Moderne slavernij - Hoofdinhoud
Gistermiddag overhandigde Henk Klein Poelhuis, voorzitter van de Aannemersfederatie Nederland (AFNL) mij het eerste exemplaar van het zwartboek schijnzelfstandigen. De AFNL vertegenwoordigt het midden- en kleinbedrijf in de bouwbranche, zowel de algemene aannemingsbedrijven als de specialisten (bv. voegers, dakdekkers, rietdekkers). Veel bedrijven staat het water aan de lippen: door de crisis in de bouw, maar ook door oneigenlijke concurrentie door schijn-ZZP-ers. Slecht voor de bedrijven, maar minstens zo beroerd voor de betrokken bouwvakkers.

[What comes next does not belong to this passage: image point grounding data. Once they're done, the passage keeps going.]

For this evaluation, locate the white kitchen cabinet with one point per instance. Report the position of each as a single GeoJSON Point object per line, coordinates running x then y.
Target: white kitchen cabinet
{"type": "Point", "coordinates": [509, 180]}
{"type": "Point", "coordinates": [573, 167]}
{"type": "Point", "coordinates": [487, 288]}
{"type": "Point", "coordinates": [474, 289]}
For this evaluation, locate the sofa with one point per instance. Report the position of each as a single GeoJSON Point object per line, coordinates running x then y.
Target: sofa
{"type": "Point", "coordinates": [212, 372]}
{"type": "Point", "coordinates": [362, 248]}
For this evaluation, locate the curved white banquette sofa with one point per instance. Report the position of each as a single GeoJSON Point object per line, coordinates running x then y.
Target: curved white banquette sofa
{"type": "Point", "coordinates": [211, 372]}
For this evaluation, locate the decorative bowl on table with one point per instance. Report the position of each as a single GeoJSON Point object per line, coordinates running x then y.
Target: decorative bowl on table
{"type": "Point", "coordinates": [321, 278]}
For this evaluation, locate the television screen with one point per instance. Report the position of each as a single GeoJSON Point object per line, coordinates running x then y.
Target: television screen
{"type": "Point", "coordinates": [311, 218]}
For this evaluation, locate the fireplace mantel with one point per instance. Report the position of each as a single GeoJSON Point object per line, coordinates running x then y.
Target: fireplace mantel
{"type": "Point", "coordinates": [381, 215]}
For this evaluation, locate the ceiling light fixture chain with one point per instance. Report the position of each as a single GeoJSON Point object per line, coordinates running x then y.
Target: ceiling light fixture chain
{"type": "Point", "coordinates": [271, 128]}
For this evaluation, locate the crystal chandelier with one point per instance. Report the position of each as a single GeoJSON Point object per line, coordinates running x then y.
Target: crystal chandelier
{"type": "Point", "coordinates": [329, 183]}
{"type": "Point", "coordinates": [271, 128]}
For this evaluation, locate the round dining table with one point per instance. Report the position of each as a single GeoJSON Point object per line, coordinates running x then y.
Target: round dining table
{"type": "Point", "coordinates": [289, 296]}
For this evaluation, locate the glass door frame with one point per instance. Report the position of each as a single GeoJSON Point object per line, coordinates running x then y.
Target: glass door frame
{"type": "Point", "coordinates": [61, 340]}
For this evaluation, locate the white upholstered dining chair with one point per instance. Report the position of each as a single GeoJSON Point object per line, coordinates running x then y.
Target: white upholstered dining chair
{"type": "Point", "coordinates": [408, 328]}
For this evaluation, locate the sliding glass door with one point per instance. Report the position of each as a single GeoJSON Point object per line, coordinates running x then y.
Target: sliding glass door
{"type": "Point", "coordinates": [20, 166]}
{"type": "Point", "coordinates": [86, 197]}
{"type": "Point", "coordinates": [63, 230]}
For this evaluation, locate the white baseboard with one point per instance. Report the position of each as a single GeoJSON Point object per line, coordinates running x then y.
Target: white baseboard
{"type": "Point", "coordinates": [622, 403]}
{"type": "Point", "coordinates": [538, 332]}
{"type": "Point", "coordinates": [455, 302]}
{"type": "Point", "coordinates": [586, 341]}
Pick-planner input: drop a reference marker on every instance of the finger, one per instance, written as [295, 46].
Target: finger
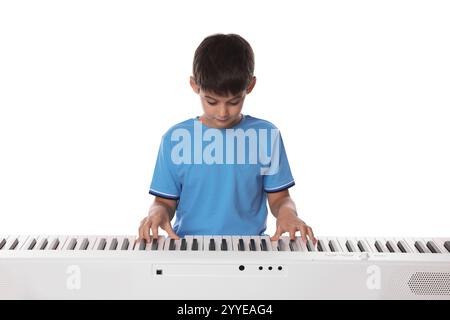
[277, 234]
[146, 231]
[311, 235]
[292, 233]
[155, 231]
[303, 232]
[170, 232]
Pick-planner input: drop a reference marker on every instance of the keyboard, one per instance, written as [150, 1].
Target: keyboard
[223, 267]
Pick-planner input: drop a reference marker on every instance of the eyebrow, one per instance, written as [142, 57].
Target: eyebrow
[238, 96]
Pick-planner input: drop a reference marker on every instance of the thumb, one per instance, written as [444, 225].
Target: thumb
[170, 232]
[277, 235]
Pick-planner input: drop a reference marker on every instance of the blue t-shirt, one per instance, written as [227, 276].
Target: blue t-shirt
[221, 177]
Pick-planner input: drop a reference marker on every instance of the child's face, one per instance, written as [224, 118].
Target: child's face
[221, 112]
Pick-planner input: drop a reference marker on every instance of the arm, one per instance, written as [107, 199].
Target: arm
[284, 210]
[160, 214]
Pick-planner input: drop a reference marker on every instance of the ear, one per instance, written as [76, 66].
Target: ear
[251, 85]
[194, 86]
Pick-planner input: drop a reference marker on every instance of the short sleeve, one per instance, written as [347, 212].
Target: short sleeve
[279, 176]
[165, 182]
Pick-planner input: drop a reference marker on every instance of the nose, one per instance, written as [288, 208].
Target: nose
[223, 112]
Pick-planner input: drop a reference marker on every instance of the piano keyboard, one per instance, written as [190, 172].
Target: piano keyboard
[226, 243]
[223, 267]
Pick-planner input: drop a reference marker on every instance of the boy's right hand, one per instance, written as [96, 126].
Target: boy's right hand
[154, 220]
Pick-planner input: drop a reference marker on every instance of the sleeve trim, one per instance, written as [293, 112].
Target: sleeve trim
[163, 194]
[280, 188]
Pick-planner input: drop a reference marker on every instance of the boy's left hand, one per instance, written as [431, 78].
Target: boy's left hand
[288, 221]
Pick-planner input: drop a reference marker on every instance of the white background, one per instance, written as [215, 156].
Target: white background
[359, 90]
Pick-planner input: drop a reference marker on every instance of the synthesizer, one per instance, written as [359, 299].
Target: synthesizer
[223, 267]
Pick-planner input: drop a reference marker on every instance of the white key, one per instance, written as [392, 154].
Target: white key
[411, 244]
[283, 244]
[229, 241]
[81, 242]
[364, 243]
[404, 243]
[324, 244]
[17, 243]
[440, 243]
[236, 241]
[300, 245]
[336, 242]
[167, 243]
[56, 242]
[371, 243]
[424, 245]
[343, 244]
[393, 245]
[267, 241]
[30, 242]
[216, 240]
[426, 240]
[255, 243]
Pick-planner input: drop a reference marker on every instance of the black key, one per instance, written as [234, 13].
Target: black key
[332, 246]
[447, 245]
[172, 244]
[349, 246]
[320, 246]
[310, 246]
[361, 246]
[84, 244]
[379, 246]
[32, 244]
[390, 246]
[402, 247]
[292, 245]
[212, 245]
[14, 244]
[252, 245]
[72, 244]
[113, 245]
[155, 244]
[195, 245]
[183, 246]
[125, 244]
[241, 245]
[54, 245]
[419, 246]
[280, 245]
[102, 244]
[263, 245]
[43, 244]
[223, 245]
[433, 248]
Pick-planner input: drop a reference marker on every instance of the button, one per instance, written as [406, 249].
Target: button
[212, 245]
[183, 246]
[433, 248]
[223, 245]
[102, 244]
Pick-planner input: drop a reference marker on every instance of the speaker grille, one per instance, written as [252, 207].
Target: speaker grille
[430, 283]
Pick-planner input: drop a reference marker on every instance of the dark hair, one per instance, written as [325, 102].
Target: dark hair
[223, 64]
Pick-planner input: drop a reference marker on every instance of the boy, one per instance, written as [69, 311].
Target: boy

Het aantal mensen dat valt onder de Bouw-CAO is in acht jaar tijd teruggelopen van 250.000 naar 130.000. Tegelijkertijd is het aantal ZZP-ers (Zelfstandigen Zonder Personeel) gestegen van vrijwel niets naar ca. 100.000. Ongeveer 30% van deze mensen zijn echte ondernemers, vakmensen die voor eigen rekening en risico bouwwerken aannemen. De andere 70.000 hebben nooit gekozen voor het ondernemerschap, maar zijn tegen wil-en-dank in deze positie terecht gekomen.
De reden van de explosieve groei van het aantal ZZP-ers in de bouw (en in een aantal andere bedrijfstakken, zoals de tuinbouw, transportsector en zorg) is het enorme verschil tussen het uurtarief van een CAO-bouwvakker in loondienst en een ZZP-er. Hoe kan het dat iemand die allerlei extra risico’s loopt toch goedkoper is?
In essentie is de verklaring: ZZP-ers hoeven wettelijk niet verzekerd te zijn tegen arbeidsongeschiktheid, hoeven niet aangesloten te zijn bij een pensioenfonds en hoeven evenmin bij te dragen aan het O&O (opleidings-)fonds voor de bouwsector. Dat verklaart het volledige verschil tussen het uurtarief van een bouwvakker (€35) en het bodemtarief voor een ZZP-er op de bouwplaats (€19).
Natuurlijk werken schijnzelfstandigen niet voor hun lol voor een uurtarief van €19. Maar als ze zich zouden verzekeren of een pensioenvoorziening opbouwen valt hun concurrentiepositie ten opzichte van de reguliere aannemer weg en zitten ze zonder werk. Het komt steeds vaker voor dat onslagen bouwvakkers door het UWV onder druk gezet worden om als ZZP-er aan de slag te gaan. Dat is geen ondernemerschap maar moderne slavernij.
Een andere variant op het thema zijn bouwvakkers uit MOE-landen die via listige uitzend- en detacheringsconstructies onder de prijs van de reguliere bouwvakker worden aangeboden.
Deze ontwikkeling is ronduit desastreus voor de bouwsector: het opleidingssysteem wordt ondermijnd doordat inmiddels minder dan de helft van de mensen die rondlopen op bouwplaatsen nog bijdragen aan het O&O-fonds. Aannemersbedrijven die vroeger 80% van hun personeel in vaste dienst hadden en 20% inhuurden hebben nu misschien nog eenderde eigen personeel. Dat gaat ten koste van de kwaliteit en de veiligheid op de bouwplaats. Logische vraag is waarom de leden van de AFNL, als ze zo’n pesthekel aan deze race-to-the-bottom hebben, zelf óók schijnzelfstandigen inhuren. Het antwoord is economisch even rationeel: als ze dat niet doen worden ze kapot geconcurreerd door collega’s die dat wél doen.
Wat mij betreft moet deze neerwaardse spiraal zo snel mogelijk gestopt worden. Iedereen die in de bouw werkt hoort verzekerd te zijn, een pensioen op te bouwen en bij te dragen aan collectieve opleidingsvoorzieningen, of hij nou in loondienst is of niet. Dat moet wettelijk geregeld worden en daar zit hem nu net de kneep: het kabinet Rutte had daar geen zin in. Vervolgens zijn er in Nederland voldoende immorele opdrachtgevers te vinden -ook overheden- die het stilzwijgend accepteren dat deze moderne slaven ook op hun bouwplaatsen rondlopen: als de bouwsom maar omlaag gaat. Hopelijk ontstaat er na 12 september een kamermeerderheid voor het verbeteren van de rechtspositie van de moderne slaven van de bouw.